Principle-based governance becomes credible when it produces an audit-ready trail: clear requirements, executed controls, linked evidence, and decisions that can be reviewed later.

Most organizations use:

  • One organization project to coordinate shared governance artifacts (policy, templates, decision gates, shared control library).
  • AI system projects for system-specific execution (evaluations, evidence, approvals, monitoring signals).

Most organizations only need one organization project to coordinate their organization-wide work. Multiple organization projects are mainly useful for multinational or multi-entity groups that need separate governance boundaries.

Where in Modulos

  • Project → Requirements for structured obligations
  • Project → Controls for execution and review
  • Project → Evidence for artifacts
  • Project → Testing for evaluation signals

Minimum viable “ethical AI pack” (per AI system)

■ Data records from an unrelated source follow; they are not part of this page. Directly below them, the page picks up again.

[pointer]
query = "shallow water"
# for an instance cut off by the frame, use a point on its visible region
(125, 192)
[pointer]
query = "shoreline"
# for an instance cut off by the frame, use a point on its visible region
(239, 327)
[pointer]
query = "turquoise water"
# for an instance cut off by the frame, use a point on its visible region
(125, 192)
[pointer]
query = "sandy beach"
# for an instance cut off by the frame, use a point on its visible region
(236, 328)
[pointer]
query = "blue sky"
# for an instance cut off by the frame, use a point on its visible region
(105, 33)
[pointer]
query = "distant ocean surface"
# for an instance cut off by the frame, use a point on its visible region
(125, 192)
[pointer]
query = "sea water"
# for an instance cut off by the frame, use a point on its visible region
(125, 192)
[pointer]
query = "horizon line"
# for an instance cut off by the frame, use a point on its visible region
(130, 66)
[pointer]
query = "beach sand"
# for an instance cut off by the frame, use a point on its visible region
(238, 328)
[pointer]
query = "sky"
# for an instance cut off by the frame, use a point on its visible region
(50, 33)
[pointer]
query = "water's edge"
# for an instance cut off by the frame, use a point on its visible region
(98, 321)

Principle-based governance becomes actionable when each AI system has, at minimum:

  • scope statement (intended use, users, impact context)
  • data map (where data comes from, where it flows, where it is stored)
  • evaluation plan (what you test, thresholds, cadence, owners)
  • human oversight and escalation workflow (when humans intervene)
  • transparency and user guidance (what you disclose and how users should interpret outputs)
  • risk decisions (treat / accept) with an approval record

A sequence that works

1

Define scope and principles

Make it explicit which systems and decisions are in scope

2

Translate principles into controls

Choose controls that prevent and detect principle violations

3

Attach evidence continuously

Link artifacts to controls as they are produced

4

Review and approve

Use reviews to create a traceable governance narrative

5

Monitor signals

Use tests and monitoring outputs to keep governance current

Evidence linking (diagram)

Evidence should attach to the smallest meaningful claim and be reusable across controls and principles.

Measurement and remediation (diagram)

Turn “ethics” into continuous signals: evaluate, detect drift, remediate, and re-verify.

Exports (diagram)

Exports create point-in-time packages for stakeholders and internal audit.

Integrated Management System (IMS): ISO/IEC 42001 + ISO/IEC 27001

Many organizations run principle-based AI governance through an Integrated Management System:

  • ISO/IEC 42001 provides the management-system backbone (roles, audits, continual improvement).
  • ISO/IEC 27001 provides the security governance baseline (access control, incident handling, supplier governance).

This supports reuse: one control execution and evidence set can support multiple frameworks.

See: ISO/IEC 42001 and ISO/IEC 27001.

Disclaimer

This page is for general informational purposes and does not constitute legal advice.